Ma mère est une coureuse de demi-fond.

Ma mère est une coureuse de demi-fond. Je ne cherche pas par cette phrase à produire une image poétique ou à embellir la réalité en utilisant une métaphore inédite. C’est une idée qui remonte à loin, à l’enfance, si bien qu’il me semble avoir toujours vécu avec. Lorsque ma soeur et moi voulions fuir une réprimande ou ne pas rentrer à la maison pour continuer à jouer, nous nous mettions à courir afin que notre mère ne nous attrape pas.

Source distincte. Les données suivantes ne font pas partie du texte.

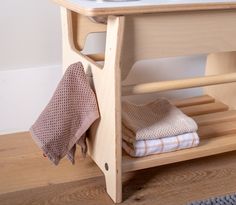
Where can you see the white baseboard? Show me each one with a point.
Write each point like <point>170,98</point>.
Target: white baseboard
<point>23,95</point>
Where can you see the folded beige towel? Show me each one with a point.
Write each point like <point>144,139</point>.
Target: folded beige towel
<point>143,148</point>
<point>154,120</point>
<point>70,112</point>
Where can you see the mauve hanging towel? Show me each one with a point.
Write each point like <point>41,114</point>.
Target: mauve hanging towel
<point>68,115</point>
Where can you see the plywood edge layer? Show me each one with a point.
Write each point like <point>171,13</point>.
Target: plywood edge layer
<point>144,9</point>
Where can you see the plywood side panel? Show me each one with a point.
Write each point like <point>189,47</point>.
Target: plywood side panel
<point>219,63</point>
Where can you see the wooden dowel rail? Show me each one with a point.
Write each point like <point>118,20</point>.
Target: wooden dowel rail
<point>178,84</point>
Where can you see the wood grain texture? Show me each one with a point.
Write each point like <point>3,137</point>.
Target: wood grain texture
<point>82,26</point>
<point>178,84</point>
<point>218,63</point>
<point>140,9</point>
<point>174,184</point>
<point>23,165</point>
<point>163,35</point>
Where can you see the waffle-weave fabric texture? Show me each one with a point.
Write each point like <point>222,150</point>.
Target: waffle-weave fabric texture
<point>157,119</point>
<point>68,115</point>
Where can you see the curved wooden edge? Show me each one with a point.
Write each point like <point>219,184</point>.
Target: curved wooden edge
<point>144,9</point>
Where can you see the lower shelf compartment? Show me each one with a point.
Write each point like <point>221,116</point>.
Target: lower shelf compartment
<point>217,132</point>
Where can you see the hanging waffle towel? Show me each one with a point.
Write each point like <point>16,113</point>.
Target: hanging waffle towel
<point>143,148</point>
<point>158,119</point>
<point>64,121</point>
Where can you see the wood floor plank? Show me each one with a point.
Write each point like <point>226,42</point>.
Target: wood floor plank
<point>174,184</point>
<point>22,165</point>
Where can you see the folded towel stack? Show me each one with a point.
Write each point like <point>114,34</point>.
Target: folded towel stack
<point>156,127</point>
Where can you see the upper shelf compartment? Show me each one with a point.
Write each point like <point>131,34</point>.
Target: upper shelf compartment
<point>104,8</point>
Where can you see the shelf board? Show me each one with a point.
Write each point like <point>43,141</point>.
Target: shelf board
<point>217,131</point>
<point>207,147</point>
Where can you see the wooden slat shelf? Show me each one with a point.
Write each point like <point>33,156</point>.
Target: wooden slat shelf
<point>217,131</point>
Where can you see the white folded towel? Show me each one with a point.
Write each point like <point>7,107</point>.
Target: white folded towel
<point>155,120</point>
<point>143,148</point>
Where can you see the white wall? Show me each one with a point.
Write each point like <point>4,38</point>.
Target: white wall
<point>29,34</point>
<point>30,62</point>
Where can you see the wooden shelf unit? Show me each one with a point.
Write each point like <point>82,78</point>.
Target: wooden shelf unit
<point>217,132</point>
<point>159,31</point>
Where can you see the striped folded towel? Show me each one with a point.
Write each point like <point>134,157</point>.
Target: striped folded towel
<point>155,120</point>
<point>143,148</point>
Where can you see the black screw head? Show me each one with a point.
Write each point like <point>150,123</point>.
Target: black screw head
<point>106,167</point>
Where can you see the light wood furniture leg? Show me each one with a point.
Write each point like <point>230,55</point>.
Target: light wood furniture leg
<point>104,142</point>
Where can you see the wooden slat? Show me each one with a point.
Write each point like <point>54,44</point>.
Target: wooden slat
<point>193,101</point>
<point>214,118</point>
<point>139,8</point>
<point>178,84</point>
<point>204,108</point>
<point>208,146</point>
<point>220,129</point>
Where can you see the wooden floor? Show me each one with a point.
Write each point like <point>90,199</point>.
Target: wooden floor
<point>28,178</point>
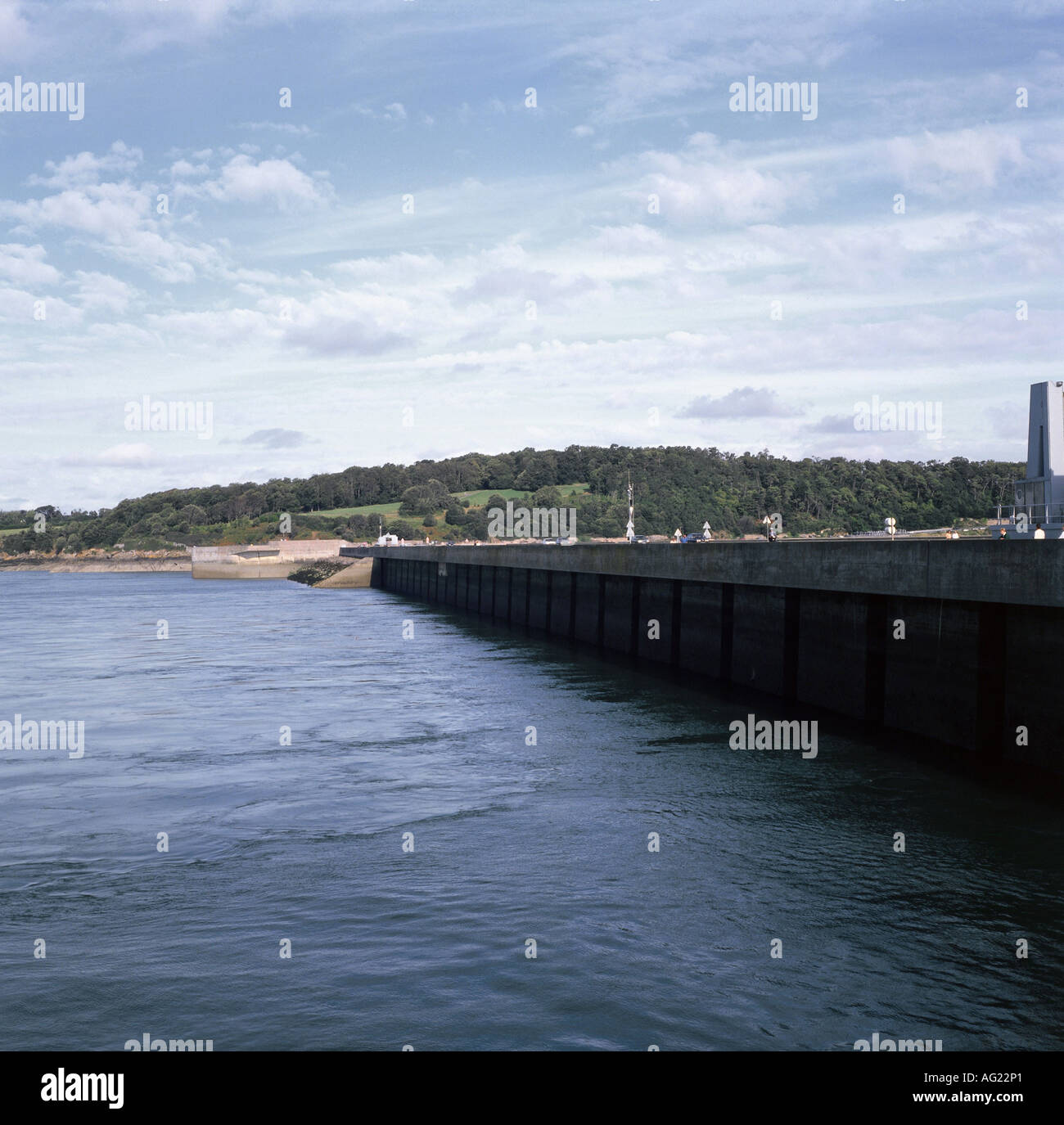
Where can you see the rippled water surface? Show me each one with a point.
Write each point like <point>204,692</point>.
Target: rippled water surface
<point>512,842</point>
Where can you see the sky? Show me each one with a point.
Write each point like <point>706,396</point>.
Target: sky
<point>350,233</point>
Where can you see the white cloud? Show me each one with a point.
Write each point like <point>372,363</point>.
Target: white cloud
<point>26,266</point>
<point>276,182</point>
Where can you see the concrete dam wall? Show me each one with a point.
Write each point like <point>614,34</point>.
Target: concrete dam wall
<point>953,641</point>
<point>275,560</point>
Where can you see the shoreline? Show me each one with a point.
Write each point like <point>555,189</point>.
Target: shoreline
<point>135,565</point>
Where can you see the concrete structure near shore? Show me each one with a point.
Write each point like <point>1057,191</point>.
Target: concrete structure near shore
<point>954,641</point>
<point>275,560</point>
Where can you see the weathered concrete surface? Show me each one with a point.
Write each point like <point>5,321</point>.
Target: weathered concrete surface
<point>275,560</point>
<point>956,642</point>
<point>61,565</point>
<point>1013,572</point>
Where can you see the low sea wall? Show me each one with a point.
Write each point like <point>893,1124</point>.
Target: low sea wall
<point>275,560</point>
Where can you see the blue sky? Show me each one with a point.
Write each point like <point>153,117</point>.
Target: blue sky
<point>287,287</point>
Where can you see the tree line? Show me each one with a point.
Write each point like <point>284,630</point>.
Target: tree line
<point>674,488</point>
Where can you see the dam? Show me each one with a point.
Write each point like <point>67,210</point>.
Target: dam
<point>955,642</point>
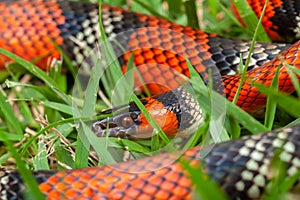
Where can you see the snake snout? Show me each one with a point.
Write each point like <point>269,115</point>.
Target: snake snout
<point>122,125</point>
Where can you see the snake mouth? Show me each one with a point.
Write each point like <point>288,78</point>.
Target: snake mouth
<point>124,124</point>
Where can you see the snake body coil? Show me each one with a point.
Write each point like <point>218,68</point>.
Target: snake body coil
<point>160,49</point>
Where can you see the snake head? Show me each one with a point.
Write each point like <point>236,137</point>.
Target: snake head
<point>126,123</point>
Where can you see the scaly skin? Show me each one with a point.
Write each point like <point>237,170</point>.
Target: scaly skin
<point>28,28</point>
<point>241,167</point>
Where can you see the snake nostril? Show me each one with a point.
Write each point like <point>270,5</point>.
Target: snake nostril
<point>112,125</point>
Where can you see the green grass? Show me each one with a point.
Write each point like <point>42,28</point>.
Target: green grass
<point>44,95</point>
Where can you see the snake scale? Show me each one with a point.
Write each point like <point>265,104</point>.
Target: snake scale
<point>240,167</point>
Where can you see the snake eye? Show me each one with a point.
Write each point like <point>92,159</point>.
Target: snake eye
<point>127,122</point>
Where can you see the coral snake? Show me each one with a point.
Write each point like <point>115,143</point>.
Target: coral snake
<point>240,167</point>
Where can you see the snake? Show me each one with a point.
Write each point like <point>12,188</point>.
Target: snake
<point>32,29</point>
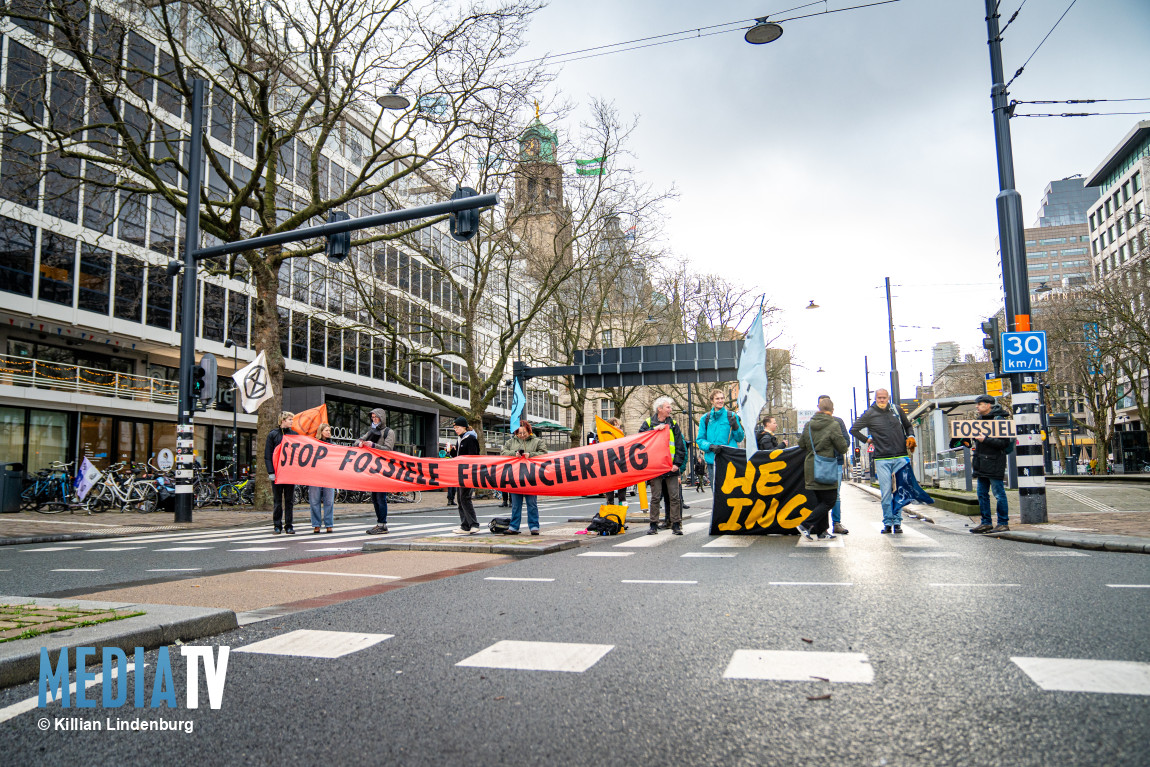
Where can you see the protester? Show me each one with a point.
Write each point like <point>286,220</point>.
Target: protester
<point>822,436</point>
<point>668,484</point>
<point>767,439</point>
<point>451,491</point>
<point>468,445</point>
<point>988,463</point>
<point>282,495</point>
<point>618,497</point>
<point>888,428</point>
<point>382,437</point>
<point>322,496</point>
<point>523,444</point>
<point>718,427</point>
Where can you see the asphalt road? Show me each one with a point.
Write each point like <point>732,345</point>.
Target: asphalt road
<point>929,634</point>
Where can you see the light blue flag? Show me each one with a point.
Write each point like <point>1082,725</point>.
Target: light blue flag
<point>752,380</point>
<point>516,406</point>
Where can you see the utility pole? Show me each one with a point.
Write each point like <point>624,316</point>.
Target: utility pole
<point>1032,481</point>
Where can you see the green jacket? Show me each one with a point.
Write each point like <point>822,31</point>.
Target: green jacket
<point>533,446</point>
<point>822,436</point>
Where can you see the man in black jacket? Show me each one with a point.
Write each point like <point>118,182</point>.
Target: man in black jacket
<point>282,495</point>
<point>468,445</point>
<point>988,463</point>
<point>888,429</point>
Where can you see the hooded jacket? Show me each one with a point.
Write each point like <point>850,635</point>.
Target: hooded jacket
<point>382,437</point>
<point>888,428</point>
<point>823,435</point>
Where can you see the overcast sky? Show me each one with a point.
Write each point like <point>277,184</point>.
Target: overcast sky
<point>857,146</point>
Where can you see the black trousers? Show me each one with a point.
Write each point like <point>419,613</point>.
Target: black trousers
<point>819,521</point>
<point>282,497</point>
<point>467,519</point>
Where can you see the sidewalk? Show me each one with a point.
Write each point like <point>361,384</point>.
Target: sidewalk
<point>1096,530</point>
<point>32,527</point>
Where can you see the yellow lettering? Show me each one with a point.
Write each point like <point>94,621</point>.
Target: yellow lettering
<point>743,483</point>
<point>784,520</point>
<point>758,518</point>
<point>736,508</point>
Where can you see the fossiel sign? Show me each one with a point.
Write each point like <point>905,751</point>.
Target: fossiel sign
<point>970,429</point>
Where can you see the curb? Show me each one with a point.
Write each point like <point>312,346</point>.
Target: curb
<point>161,624</point>
<point>476,547</point>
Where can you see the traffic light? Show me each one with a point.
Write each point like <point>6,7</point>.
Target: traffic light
<point>338,246</point>
<point>465,224</point>
<point>990,343</point>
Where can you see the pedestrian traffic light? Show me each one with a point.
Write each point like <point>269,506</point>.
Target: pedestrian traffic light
<point>990,343</point>
<point>338,246</point>
<point>465,224</point>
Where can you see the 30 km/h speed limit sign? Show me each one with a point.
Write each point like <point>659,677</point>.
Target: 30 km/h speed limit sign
<point>1025,352</point>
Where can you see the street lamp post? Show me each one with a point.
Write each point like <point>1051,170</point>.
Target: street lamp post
<point>235,409</point>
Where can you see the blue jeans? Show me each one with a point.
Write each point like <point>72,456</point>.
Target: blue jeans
<point>516,512</point>
<point>324,497</point>
<point>884,469</point>
<point>986,486</point>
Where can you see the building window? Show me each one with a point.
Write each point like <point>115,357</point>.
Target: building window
<point>17,254</point>
<point>94,278</point>
<point>58,262</point>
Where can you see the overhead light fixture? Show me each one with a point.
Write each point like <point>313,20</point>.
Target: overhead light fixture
<point>393,100</point>
<point>763,31</point>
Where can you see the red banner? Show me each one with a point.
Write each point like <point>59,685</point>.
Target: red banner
<point>579,472</point>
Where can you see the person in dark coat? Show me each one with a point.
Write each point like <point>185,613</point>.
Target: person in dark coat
<point>468,445</point>
<point>823,436</point>
<point>282,495</point>
<point>988,465</point>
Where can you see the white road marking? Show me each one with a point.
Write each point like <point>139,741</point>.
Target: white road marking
<point>492,577</point>
<point>538,656</point>
<point>799,666</point>
<point>606,553</point>
<point>1086,675</point>
<point>730,542</point>
<point>350,575</point>
<point>807,583</point>
<point>311,643</point>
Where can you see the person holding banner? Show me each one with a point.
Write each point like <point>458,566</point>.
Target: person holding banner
<point>668,483</point>
<point>381,437</point>
<point>718,428</point>
<point>523,444</point>
<point>282,495</point>
<point>822,438</point>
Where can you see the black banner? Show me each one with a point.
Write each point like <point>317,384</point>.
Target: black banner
<point>766,496</point>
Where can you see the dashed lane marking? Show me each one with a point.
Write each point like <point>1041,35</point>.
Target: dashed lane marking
<point>1086,675</point>
<point>311,643</point>
<point>799,666</point>
<point>538,656</point>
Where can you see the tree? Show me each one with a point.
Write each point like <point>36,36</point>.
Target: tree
<point>293,131</point>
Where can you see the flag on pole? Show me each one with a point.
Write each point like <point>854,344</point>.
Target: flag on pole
<point>307,422</point>
<point>254,384</point>
<point>516,406</point>
<point>606,431</point>
<point>752,380</point>
<point>592,167</point>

Elle ne levait pas la main sur nous ( je ne me souviens pas qu’elle l’ait jamais fait ), mais c’était une jeu, un défi auquel nous nous livrions tous les trois. Je me souviens plus particulièrement d’une occasion où je l’avais défiée, mais je ne sais plus aujourd’hui pourquoi. Je cours plus vite que toi et je finirai par t’attraper, m’avait-elle dit. J’avais alors le sentiment de courir vite mais elle avait fini par me rejoindre; plein de certitudes, je crois que j’en avais été très étonné et m’en étais peut-être un peu vexé. Depuis je demeure avec l’idée que ma mère est une coureuse de demi-fond, que si elle l’avait pu, elle aurait pu devenir une spécialiste du 5000 mètres.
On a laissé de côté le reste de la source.